I went to the desk. The pale clerk looked suspiciously at me through heavy glasses. "Yes sir?"

"Miss Hersch was feeling faint. I want to give her a chance to get up there and then phone up and see if she is all right."

He hesitated, nodded, lifted a house phone onto the counter. He plugged me into 9A and rang.

Bonita answered. "Yes?"

"Trav. I wanted to be sure you got up there all right."

"I'm all right. Sweet of you to phone."

"I'd like to see you again."

"Phone me at the office, dear. Thank you for the drinks and the nice talk."

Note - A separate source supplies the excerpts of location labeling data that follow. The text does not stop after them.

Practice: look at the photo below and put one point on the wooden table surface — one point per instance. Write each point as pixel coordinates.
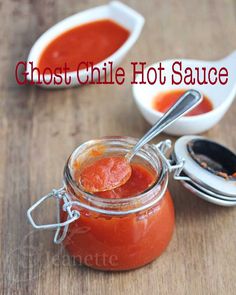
(40, 128)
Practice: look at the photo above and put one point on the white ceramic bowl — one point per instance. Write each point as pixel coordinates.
(221, 96)
(116, 11)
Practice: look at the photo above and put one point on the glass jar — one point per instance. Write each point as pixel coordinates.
(114, 234)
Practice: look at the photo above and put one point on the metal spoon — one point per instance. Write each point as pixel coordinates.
(184, 104)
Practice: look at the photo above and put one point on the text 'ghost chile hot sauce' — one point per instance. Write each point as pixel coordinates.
(125, 241)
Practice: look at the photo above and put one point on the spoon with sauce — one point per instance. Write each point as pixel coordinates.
(108, 173)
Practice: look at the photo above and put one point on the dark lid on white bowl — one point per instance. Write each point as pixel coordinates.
(209, 168)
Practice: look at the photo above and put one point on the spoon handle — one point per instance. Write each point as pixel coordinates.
(184, 104)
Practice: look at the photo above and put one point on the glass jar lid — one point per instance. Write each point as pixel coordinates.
(209, 170)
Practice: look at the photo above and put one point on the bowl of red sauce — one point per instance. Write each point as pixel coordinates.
(120, 229)
(153, 99)
(100, 37)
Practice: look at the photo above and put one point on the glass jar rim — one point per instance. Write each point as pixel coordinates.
(113, 202)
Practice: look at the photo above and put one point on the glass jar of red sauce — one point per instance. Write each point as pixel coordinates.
(115, 233)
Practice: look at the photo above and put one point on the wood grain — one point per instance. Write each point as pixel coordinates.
(39, 129)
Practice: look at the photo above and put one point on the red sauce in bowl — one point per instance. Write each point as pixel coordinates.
(164, 100)
(90, 42)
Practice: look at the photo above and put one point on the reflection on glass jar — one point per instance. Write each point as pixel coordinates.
(121, 233)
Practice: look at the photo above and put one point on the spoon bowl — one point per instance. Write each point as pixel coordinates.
(221, 96)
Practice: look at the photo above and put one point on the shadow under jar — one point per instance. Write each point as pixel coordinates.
(121, 233)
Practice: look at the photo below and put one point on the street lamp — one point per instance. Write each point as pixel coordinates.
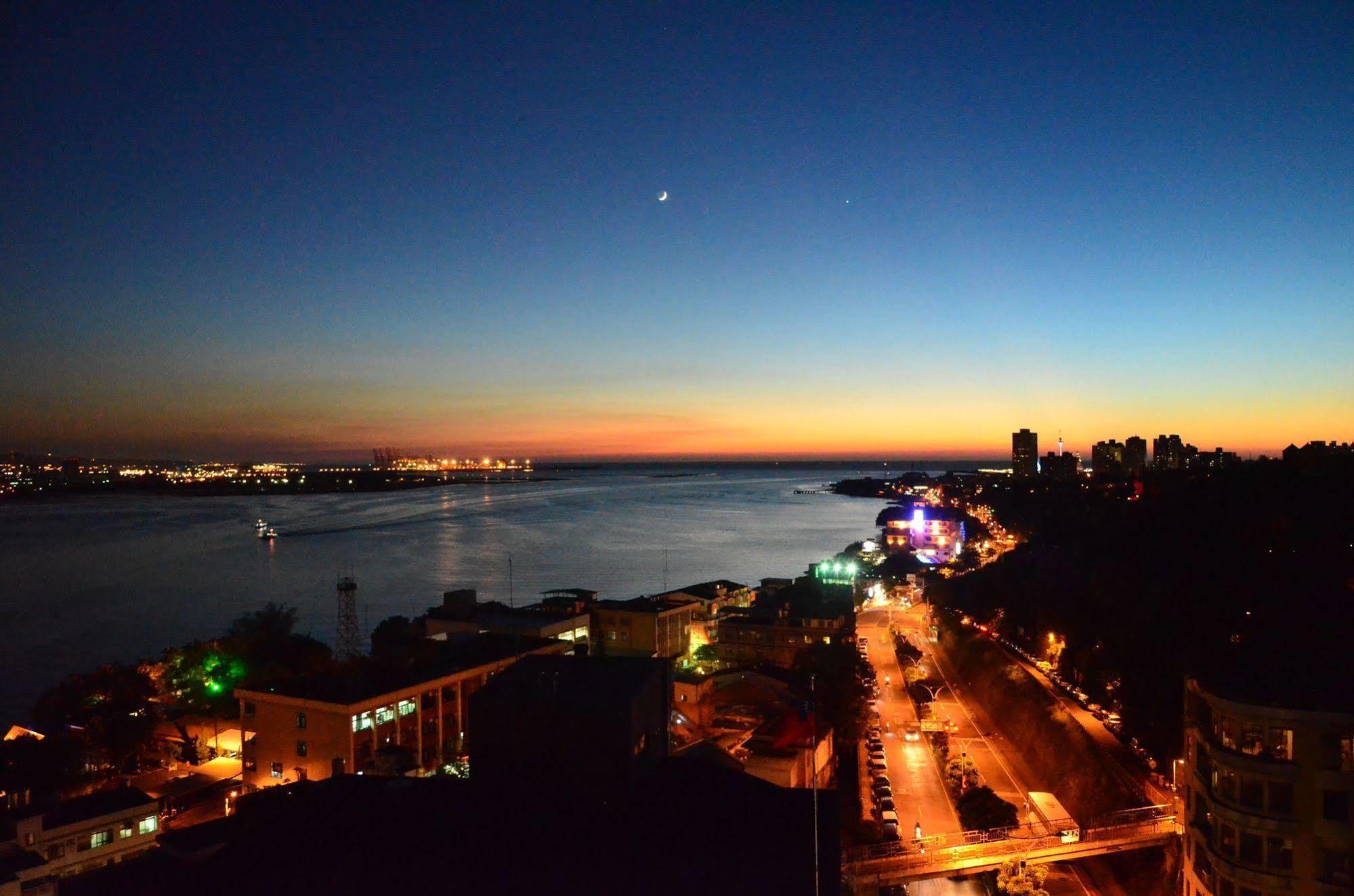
(933, 692)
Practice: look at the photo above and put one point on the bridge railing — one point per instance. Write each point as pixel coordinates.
(954, 849)
(936, 842)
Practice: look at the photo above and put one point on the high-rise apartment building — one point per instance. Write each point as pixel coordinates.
(1268, 796)
(1168, 452)
(1065, 466)
(1024, 454)
(1107, 456)
(1135, 455)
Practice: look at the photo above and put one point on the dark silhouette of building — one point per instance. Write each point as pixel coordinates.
(1168, 452)
(1107, 456)
(1024, 454)
(356, 836)
(1063, 466)
(1317, 454)
(572, 723)
(1135, 455)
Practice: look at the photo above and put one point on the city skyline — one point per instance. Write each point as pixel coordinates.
(280, 234)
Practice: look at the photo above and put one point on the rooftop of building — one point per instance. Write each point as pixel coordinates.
(643, 604)
(15, 860)
(711, 591)
(366, 679)
(493, 612)
(769, 616)
(1295, 656)
(581, 593)
(452, 833)
(81, 809)
(573, 681)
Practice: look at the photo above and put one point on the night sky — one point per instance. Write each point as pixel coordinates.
(242, 232)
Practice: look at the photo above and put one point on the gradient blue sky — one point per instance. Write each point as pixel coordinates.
(904, 232)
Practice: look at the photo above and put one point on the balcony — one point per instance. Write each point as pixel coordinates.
(1267, 882)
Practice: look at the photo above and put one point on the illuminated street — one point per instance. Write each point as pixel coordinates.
(917, 784)
(918, 788)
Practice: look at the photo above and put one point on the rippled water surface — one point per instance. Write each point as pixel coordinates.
(115, 577)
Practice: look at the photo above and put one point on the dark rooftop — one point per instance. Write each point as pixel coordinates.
(366, 679)
(340, 834)
(581, 593)
(14, 860)
(711, 591)
(565, 681)
(91, 806)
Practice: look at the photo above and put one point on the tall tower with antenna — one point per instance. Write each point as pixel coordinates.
(347, 643)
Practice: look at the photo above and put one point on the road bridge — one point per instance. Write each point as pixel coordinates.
(868, 868)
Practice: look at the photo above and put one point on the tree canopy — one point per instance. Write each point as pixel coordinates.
(981, 810)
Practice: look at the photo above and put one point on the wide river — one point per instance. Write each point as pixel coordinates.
(106, 578)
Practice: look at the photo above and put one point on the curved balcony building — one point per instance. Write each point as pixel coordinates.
(1267, 795)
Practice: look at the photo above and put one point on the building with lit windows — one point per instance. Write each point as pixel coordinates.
(643, 627)
(1061, 466)
(714, 596)
(75, 836)
(1168, 452)
(1024, 454)
(935, 535)
(373, 718)
(1107, 456)
(1268, 796)
(1135, 455)
(772, 637)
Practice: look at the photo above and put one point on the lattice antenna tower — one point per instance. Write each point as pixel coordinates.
(347, 641)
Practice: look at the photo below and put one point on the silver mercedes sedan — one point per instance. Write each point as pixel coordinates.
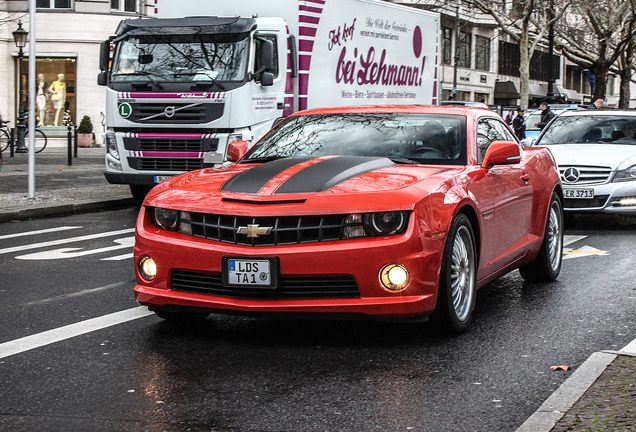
(596, 154)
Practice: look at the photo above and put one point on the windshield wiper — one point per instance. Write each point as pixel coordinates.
(210, 80)
(141, 73)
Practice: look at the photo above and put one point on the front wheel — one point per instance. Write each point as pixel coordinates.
(547, 265)
(457, 285)
(39, 141)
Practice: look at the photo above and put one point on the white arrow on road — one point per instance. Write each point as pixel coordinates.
(63, 253)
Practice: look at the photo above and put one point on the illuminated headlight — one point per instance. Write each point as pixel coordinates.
(147, 268)
(395, 277)
(111, 145)
(375, 224)
(626, 175)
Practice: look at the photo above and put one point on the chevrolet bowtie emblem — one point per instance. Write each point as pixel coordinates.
(254, 230)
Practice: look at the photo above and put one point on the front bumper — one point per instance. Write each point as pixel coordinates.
(358, 259)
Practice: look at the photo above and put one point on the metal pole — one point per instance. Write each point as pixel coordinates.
(32, 60)
(456, 50)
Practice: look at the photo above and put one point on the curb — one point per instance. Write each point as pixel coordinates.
(557, 405)
(80, 206)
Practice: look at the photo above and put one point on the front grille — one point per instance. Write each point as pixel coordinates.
(596, 202)
(165, 164)
(184, 113)
(587, 174)
(283, 230)
(291, 288)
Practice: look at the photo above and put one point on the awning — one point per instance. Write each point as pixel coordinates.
(506, 90)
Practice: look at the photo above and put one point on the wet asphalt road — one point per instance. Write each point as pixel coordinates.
(261, 375)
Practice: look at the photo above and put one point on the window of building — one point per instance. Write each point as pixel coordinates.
(124, 5)
(53, 4)
(54, 91)
(482, 53)
(447, 44)
(465, 43)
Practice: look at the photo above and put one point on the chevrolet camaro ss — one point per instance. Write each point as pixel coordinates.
(391, 212)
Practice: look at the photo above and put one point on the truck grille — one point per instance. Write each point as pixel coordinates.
(165, 164)
(283, 230)
(580, 175)
(167, 113)
(325, 287)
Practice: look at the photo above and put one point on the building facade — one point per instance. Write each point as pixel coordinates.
(68, 35)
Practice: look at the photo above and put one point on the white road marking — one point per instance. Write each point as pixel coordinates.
(62, 253)
(65, 241)
(44, 231)
(38, 340)
(119, 257)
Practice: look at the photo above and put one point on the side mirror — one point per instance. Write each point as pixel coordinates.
(102, 78)
(236, 150)
(502, 153)
(104, 55)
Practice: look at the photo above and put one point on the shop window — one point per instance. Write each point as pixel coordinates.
(53, 4)
(55, 92)
(124, 5)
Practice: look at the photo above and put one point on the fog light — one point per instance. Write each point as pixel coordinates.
(147, 268)
(395, 277)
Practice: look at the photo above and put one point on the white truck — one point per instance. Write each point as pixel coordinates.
(179, 88)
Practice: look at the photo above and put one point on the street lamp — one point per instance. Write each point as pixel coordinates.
(20, 37)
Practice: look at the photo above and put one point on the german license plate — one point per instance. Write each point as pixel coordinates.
(250, 272)
(578, 193)
(159, 179)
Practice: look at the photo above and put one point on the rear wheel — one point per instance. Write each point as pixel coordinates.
(456, 293)
(547, 265)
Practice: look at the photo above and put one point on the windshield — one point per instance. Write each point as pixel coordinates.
(613, 129)
(437, 139)
(180, 58)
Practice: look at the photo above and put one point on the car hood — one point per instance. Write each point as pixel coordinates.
(609, 155)
(316, 182)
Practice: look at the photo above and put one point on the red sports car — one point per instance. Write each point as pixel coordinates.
(386, 212)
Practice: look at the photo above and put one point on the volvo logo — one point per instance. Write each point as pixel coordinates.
(169, 111)
(571, 175)
(254, 230)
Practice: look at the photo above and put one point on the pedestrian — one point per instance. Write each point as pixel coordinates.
(546, 115)
(519, 124)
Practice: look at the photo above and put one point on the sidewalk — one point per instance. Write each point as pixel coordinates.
(600, 394)
(59, 188)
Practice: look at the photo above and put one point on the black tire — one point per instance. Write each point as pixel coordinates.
(139, 193)
(457, 285)
(5, 140)
(39, 141)
(182, 317)
(547, 265)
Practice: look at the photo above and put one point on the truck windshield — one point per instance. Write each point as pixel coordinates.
(204, 58)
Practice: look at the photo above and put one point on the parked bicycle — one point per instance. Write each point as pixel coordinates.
(39, 141)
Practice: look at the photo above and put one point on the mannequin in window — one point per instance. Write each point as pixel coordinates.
(40, 99)
(58, 96)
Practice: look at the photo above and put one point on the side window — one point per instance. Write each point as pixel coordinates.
(488, 131)
(274, 41)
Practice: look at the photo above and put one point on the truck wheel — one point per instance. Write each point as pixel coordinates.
(456, 292)
(547, 265)
(139, 192)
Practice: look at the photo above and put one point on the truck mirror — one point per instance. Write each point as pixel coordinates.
(102, 78)
(267, 79)
(104, 55)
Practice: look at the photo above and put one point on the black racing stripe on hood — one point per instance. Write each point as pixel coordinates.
(252, 180)
(330, 172)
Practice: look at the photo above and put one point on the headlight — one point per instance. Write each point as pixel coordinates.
(111, 145)
(165, 218)
(384, 223)
(625, 175)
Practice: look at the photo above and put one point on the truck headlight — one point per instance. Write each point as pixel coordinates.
(111, 145)
(625, 175)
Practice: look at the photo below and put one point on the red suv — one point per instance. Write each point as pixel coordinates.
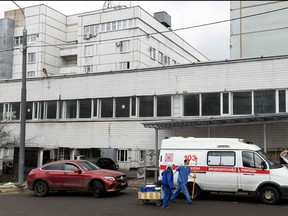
(71, 175)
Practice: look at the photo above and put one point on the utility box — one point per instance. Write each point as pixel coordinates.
(164, 18)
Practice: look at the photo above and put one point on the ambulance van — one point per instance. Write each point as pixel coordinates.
(226, 165)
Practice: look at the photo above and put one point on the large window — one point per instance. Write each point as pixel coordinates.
(210, 104)
(107, 107)
(164, 105)
(191, 105)
(264, 101)
(85, 108)
(146, 104)
(122, 107)
(242, 103)
(71, 109)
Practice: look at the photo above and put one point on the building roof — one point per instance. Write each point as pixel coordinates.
(217, 121)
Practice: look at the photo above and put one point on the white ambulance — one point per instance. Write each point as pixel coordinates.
(226, 165)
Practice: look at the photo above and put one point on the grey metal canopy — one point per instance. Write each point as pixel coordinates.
(217, 121)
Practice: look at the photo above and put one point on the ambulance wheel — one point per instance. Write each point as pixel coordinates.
(158, 203)
(269, 195)
(197, 191)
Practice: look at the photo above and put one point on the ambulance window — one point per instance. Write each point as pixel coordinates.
(251, 159)
(221, 158)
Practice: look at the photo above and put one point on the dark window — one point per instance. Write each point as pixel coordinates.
(221, 158)
(133, 106)
(264, 101)
(163, 105)
(106, 107)
(51, 109)
(242, 103)
(16, 111)
(225, 103)
(122, 107)
(191, 105)
(211, 104)
(85, 108)
(251, 159)
(95, 108)
(282, 101)
(71, 109)
(29, 110)
(146, 106)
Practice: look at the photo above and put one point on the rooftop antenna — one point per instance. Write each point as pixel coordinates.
(107, 4)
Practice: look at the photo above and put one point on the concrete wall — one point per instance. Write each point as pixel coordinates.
(6, 47)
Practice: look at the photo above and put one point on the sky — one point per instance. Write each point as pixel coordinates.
(213, 41)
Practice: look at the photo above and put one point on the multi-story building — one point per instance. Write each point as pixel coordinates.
(258, 28)
(127, 112)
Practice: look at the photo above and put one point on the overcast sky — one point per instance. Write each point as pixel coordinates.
(212, 40)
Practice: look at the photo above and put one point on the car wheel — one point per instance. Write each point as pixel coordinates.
(269, 195)
(97, 189)
(41, 188)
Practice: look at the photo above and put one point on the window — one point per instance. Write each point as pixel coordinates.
(114, 26)
(29, 110)
(30, 73)
(51, 109)
(122, 155)
(221, 158)
(124, 65)
(282, 101)
(133, 106)
(31, 57)
(71, 109)
(31, 38)
(152, 53)
(142, 155)
(242, 103)
(108, 26)
(88, 50)
(107, 107)
(210, 104)
(191, 105)
(250, 159)
(225, 103)
(164, 105)
(95, 107)
(85, 108)
(122, 107)
(88, 69)
(18, 40)
(160, 57)
(124, 46)
(146, 104)
(264, 101)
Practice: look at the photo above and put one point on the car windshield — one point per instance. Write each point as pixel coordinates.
(266, 157)
(87, 165)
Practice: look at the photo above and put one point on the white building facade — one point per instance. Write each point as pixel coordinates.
(103, 111)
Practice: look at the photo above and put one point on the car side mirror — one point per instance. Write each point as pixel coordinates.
(263, 165)
(78, 171)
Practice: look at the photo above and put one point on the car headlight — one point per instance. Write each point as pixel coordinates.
(109, 178)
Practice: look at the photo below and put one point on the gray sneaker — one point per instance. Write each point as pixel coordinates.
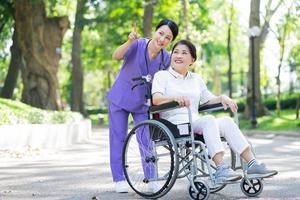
(225, 173)
(261, 170)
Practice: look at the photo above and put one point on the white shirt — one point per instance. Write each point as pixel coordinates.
(171, 84)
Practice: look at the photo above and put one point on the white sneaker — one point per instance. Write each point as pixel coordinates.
(121, 187)
(153, 187)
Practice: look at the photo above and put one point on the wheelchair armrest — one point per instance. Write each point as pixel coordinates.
(164, 107)
(210, 107)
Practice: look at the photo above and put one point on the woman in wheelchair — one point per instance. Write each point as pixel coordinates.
(188, 89)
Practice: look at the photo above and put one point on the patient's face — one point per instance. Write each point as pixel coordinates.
(181, 57)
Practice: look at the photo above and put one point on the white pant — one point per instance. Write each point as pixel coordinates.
(213, 128)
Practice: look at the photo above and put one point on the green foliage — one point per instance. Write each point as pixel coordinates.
(14, 112)
(286, 122)
(287, 102)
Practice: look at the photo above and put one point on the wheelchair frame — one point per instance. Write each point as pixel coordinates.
(158, 144)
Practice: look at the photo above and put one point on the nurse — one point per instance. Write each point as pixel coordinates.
(141, 57)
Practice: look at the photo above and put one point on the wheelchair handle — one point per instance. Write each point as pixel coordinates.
(210, 107)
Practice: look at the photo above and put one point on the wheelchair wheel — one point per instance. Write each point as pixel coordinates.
(202, 192)
(252, 191)
(202, 168)
(150, 159)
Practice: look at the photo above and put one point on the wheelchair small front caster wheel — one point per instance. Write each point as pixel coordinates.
(202, 192)
(255, 190)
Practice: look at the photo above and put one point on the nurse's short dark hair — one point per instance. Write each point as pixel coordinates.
(171, 24)
(191, 47)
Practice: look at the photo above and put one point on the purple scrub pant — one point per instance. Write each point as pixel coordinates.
(118, 128)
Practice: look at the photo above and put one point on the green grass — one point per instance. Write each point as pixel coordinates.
(14, 112)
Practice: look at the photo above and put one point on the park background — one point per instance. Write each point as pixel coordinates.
(55, 55)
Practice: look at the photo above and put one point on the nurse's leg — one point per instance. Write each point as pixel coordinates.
(118, 127)
(145, 146)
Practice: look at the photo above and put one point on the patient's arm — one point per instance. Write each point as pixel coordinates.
(159, 98)
(225, 101)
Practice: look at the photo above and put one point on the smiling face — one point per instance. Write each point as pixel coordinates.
(181, 58)
(162, 37)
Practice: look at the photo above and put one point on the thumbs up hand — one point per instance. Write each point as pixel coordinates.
(133, 36)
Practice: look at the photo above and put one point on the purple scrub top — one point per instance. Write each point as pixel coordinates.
(134, 65)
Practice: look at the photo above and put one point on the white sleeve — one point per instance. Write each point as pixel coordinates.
(205, 94)
(159, 83)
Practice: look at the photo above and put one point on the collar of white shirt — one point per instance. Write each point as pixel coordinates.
(178, 75)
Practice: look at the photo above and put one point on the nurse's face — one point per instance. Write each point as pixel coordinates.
(181, 57)
(162, 37)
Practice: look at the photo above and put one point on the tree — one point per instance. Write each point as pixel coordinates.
(16, 63)
(254, 20)
(16, 58)
(40, 39)
(77, 103)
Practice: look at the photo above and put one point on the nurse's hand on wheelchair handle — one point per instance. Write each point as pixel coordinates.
(182, 101)
(227, 102)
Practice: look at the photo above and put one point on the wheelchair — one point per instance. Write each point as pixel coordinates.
(156, 153)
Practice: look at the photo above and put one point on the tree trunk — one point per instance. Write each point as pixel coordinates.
(260, 108)
(298, 107)
(147, 18)
(185, 19)
(40, 40)
(13, 70)
(77, 103)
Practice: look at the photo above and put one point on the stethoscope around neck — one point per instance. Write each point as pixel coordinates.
(148, 78)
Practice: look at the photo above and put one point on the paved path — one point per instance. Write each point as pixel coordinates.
(82, 172)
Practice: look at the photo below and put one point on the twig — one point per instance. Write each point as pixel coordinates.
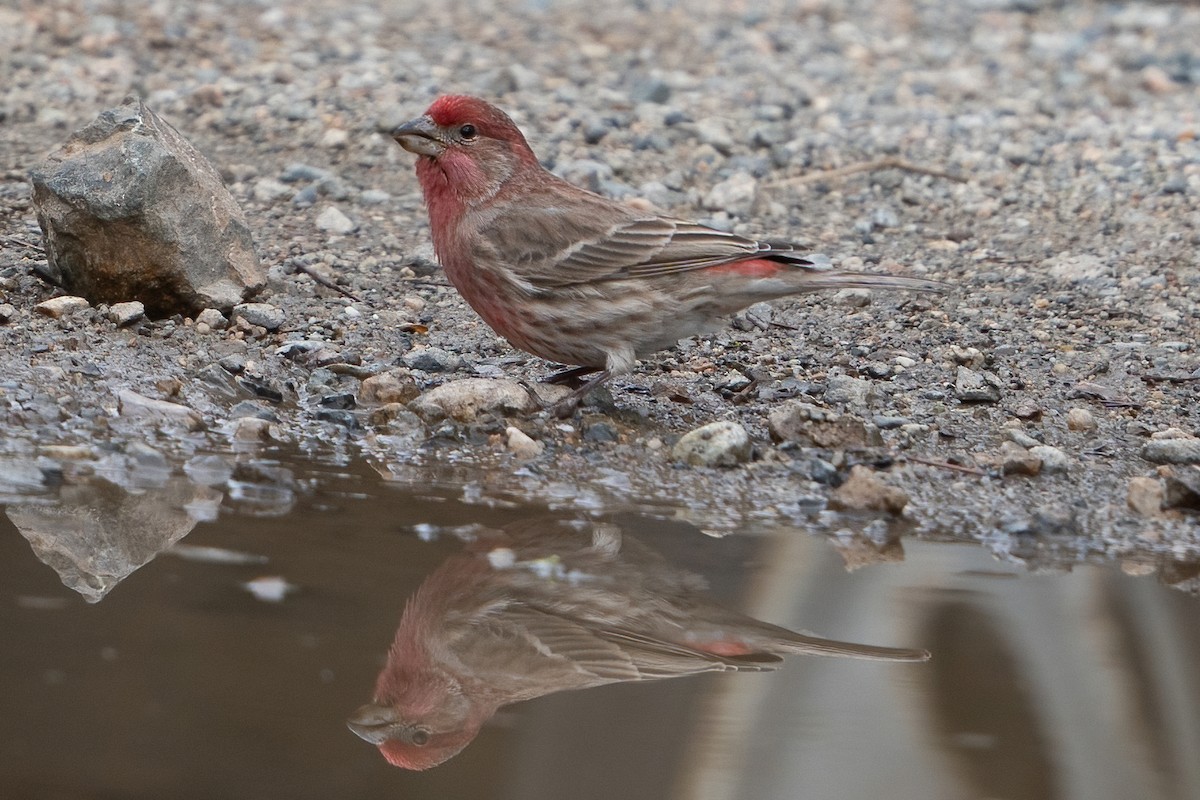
(21, 242)
(329, 284)
(868, 167)
(945, 464)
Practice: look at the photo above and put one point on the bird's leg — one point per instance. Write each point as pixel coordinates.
(569, 377)
(565, 407)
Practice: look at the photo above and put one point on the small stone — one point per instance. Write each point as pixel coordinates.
(1080, 419)
(133, 405)
(263, 314)
(467, 398)
(521, 445)
(1173, 451)
(1181, 487)
(59, 307)
(252, 428)
(1019, 461)
(400, 425)
(432, 360)
(333, 221)
(1053, 459)
(125, 313)
(863, 491)
(850, 392)
(213, 318)
(717, 444)
(1145, 495)
(1027, 410)
(736, 194)
(391, 386)
(971, 386)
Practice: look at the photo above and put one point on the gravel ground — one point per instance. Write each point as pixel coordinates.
(1041, 157)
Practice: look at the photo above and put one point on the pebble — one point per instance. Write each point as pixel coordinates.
(333, 221)
(135, 405)
(391, 386)
(59, 307)
(432, 359)
(259, 313)
(971, 386)
(717, 444)
(736, 194)
(466, 400)
(213, 318)
(850, 392)
(864, 491)
(1181, 487)
(1053, 459)
(521, 445)
(1080, 419)
(1145, 495)
(125, 313)
(1183, 450)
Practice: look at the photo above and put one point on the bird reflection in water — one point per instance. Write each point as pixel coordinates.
(546, 606)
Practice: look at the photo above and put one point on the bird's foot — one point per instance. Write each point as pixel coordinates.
(571, 377)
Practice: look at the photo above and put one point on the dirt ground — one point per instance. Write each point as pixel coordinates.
(1039, 157)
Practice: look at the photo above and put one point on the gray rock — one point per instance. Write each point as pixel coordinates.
(850, 392)
(717, 444)
(213, 318)
(971, 386)
(125, 313)
(736, 194)
(432, 360)
(130, 210)
(467, 398)
(333, 221)
(391, 386)
(133, 405)
(263, 314)
(1053, 459)
(59, 307)
(1183, 450)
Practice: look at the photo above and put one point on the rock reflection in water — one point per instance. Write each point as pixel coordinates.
(545, 607)
(96, 534)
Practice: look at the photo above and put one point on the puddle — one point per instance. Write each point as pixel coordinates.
(241, 611)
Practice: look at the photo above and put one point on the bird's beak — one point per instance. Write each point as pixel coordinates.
(420, 136)
(373, 723)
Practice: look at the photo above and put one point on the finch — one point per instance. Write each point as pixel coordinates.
(543, 608)
(575, 277)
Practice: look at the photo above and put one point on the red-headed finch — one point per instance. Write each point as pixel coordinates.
(545, 608)
(575, 277)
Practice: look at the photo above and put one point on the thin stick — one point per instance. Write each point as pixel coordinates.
(21, 242)
(868, 167)
(943, 464)
(328, 283)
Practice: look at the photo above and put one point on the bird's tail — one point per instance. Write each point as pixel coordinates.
(816, 272)
(816, 645)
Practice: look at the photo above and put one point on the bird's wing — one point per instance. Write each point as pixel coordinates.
(603, 654)
(556, 246)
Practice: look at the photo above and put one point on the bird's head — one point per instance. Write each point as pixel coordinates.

I thanked the clerk and went out. The early dusk was arriving. There was a chill in the air. I exchanged weather pleasantries with the doorman and gave him a dollar to whistle me up a cab. I wanted him to remember me as the legitimate guest of a resident of his carefully guarded tower.

* * *
I knocked at Nina's door. She opened it, grabbed me and hauled me in. After a devoted business of kissing, I held her at arm's length to admire her. She had her hair pulled back and tied. She wore a flowered blouse and sexy black stretch pants. She looked fresh as morning, dainty as lace, innocent as a field of lambs. She gave me a vast bawdy wink that screwed up half her face.

"It's the only way I can wink," she said. "UnIess I hold the other eye shut. And that looks ridiculous. Where the hell have you been?"

"How are you for guilt and regrets?"

She looked blankly at me. "Guilt? Regrets? Heck, if I've decided not to be prim, why should you bring it up?"

"Just to be sure."

"I've invented fifty more things we can do. Darling, you're like owning the key to the candy store."

"You frighten me."

"Good! Where have you been?"

"With a female creature. Let me tell you about you. After being with her in an intimate bar, Miss Nina, you are exceptionally glorious. You are invaluable. You are honest and true."

"Of course."

"There is a very smart little male spider who first grabs a bug and wraps it up and then a-courting goes, hoping he can be done and away before the big savage female spider finishes eating the bug."

"Did you bring me a bug?"

"No."

"Pretty careless of you."

"One should take a bug to Bonita Hersch."

"Did you?"

"I didn't go near the web."

"If you ever do, McGee, I'll peel you with a dull knife and feed you to the snakes."

"You're very fierce today Miss Gibson."

"Man, I'm plain savage. And healthy. And I'm tired of waiting."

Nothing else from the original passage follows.